Women are more vulnerable
Clinicians have noted that depression rates are higher for women than for men.(33)(34)(35)(36) According to Susan Nolen-Hoeksema,(37)(38) the response styles of men and women once they begin to experience negative moods may account for the difference. In this view, when women experience sadness, they tend to think about the possible causes and implications of their feelings. In contrast, men attempt to distract themselves from depressed feelings, either by shifting their attention to something else or by engaging in a physical activity that will take their minds off their current mood state.
This model suggests that the more ruminative response of women—characterized by a tendency to concentrate on problems—increases women’s vulnerability to depression.(39) From a cognitive approach, paying attention to one’s negative moods can increase thoughts of negative events, which eventually increases the quantity and/or intensity of negative feelings.

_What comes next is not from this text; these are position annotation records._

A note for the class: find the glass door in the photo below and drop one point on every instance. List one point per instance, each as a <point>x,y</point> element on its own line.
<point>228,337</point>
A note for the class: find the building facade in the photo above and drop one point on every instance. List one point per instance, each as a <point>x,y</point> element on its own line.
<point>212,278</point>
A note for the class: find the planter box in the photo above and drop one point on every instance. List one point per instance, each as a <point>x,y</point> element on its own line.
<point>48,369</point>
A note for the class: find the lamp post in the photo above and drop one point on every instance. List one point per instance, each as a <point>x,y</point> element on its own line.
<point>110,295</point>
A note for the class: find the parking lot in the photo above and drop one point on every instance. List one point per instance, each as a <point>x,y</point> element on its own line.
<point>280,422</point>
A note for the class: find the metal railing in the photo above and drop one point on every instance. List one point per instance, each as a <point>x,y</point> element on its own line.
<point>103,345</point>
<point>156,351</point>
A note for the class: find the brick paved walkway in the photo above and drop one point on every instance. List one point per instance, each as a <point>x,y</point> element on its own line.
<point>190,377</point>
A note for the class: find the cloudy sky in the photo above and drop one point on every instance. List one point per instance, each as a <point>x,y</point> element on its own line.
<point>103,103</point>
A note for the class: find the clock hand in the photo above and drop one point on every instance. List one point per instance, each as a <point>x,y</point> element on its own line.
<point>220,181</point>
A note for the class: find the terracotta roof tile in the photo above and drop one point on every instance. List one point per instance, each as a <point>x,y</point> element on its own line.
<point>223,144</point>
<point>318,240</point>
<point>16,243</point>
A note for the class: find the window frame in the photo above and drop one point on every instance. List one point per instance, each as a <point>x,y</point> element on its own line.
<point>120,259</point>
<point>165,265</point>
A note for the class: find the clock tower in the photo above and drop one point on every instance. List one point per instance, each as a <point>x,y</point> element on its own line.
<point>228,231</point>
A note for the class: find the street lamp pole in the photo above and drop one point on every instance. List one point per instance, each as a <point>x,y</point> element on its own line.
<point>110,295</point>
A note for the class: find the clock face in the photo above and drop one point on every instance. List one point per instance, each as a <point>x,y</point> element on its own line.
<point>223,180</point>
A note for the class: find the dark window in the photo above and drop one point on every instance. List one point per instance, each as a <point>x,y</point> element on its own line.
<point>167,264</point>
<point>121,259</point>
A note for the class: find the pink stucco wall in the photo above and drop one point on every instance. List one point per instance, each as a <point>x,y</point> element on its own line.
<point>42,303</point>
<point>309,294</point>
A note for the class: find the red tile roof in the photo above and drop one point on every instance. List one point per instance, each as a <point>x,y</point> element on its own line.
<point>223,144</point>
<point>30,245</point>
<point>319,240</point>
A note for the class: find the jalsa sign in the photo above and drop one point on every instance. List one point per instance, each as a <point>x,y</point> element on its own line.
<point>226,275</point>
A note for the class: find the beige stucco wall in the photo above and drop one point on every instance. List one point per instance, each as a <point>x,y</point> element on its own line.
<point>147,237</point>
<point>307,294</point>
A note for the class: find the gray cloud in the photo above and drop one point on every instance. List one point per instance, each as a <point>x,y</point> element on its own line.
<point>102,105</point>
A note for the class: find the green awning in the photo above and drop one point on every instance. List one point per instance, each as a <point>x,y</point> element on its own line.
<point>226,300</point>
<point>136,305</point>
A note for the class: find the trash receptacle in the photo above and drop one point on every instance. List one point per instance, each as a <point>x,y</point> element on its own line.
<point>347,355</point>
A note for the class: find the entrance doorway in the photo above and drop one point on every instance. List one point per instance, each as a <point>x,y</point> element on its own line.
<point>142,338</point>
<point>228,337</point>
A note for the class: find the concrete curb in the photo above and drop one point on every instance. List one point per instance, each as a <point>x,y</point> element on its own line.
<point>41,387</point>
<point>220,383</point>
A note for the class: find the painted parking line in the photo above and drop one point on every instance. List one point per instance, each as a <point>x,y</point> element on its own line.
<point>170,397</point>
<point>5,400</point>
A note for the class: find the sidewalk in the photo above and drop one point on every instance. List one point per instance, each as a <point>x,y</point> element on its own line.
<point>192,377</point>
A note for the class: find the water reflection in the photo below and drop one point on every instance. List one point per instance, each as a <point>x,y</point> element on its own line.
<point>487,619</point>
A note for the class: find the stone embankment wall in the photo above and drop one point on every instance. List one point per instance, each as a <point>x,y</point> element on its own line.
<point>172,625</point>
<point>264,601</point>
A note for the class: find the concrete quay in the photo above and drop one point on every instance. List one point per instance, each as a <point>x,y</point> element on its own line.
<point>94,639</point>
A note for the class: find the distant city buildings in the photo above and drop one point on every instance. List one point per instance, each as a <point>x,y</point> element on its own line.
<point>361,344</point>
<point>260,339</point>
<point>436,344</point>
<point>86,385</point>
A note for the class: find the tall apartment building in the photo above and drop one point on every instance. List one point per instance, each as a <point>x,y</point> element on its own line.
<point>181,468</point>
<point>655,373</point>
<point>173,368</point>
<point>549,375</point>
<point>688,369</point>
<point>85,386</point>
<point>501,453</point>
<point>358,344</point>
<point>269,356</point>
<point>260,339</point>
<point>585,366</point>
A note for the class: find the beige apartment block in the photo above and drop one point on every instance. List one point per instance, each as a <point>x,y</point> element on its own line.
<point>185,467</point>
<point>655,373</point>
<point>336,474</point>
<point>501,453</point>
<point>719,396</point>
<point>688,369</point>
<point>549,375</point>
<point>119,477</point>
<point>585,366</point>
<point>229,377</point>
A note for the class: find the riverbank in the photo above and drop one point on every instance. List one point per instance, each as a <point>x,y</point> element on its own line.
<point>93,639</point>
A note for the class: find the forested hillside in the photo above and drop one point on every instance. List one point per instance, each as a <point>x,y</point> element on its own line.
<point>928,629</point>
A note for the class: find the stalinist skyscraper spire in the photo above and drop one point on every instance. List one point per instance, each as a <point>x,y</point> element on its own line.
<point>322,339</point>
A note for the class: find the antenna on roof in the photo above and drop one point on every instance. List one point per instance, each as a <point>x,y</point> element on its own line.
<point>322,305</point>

Changes in patterns of depression
The incidence of depression and the age at which it strikes is changing—at least in the United States. According to Martin Seligman, depression is between 10 and 20 times as common as it was 50 years ago.(40) At mid-century, most casualties of depression were middle-aged women, but now it has become a teenage problem—still more prevalent in females than in males.
Currently, the average age of individuals diagnosed with depression in the United States is between 14 and 15 years. Seligman blames this increase in occurrence and decrease in age to three factors: (1) an out-of-control individualism and self-centeredness that focuses on individual success and failure, rather than group accomplishments, (2) the self-esteem movement, which has taught a generation of schoolchildren that they should feel good about themselves, irrespective of their efforts and achievements, and (3) a culture of victimology, which reflexively points the finger of blame at someone or something else. Adapted from Psychology, Third Edition, by Philip G. Zimbardo, Ann L. Weber and Robert Lee Johnson.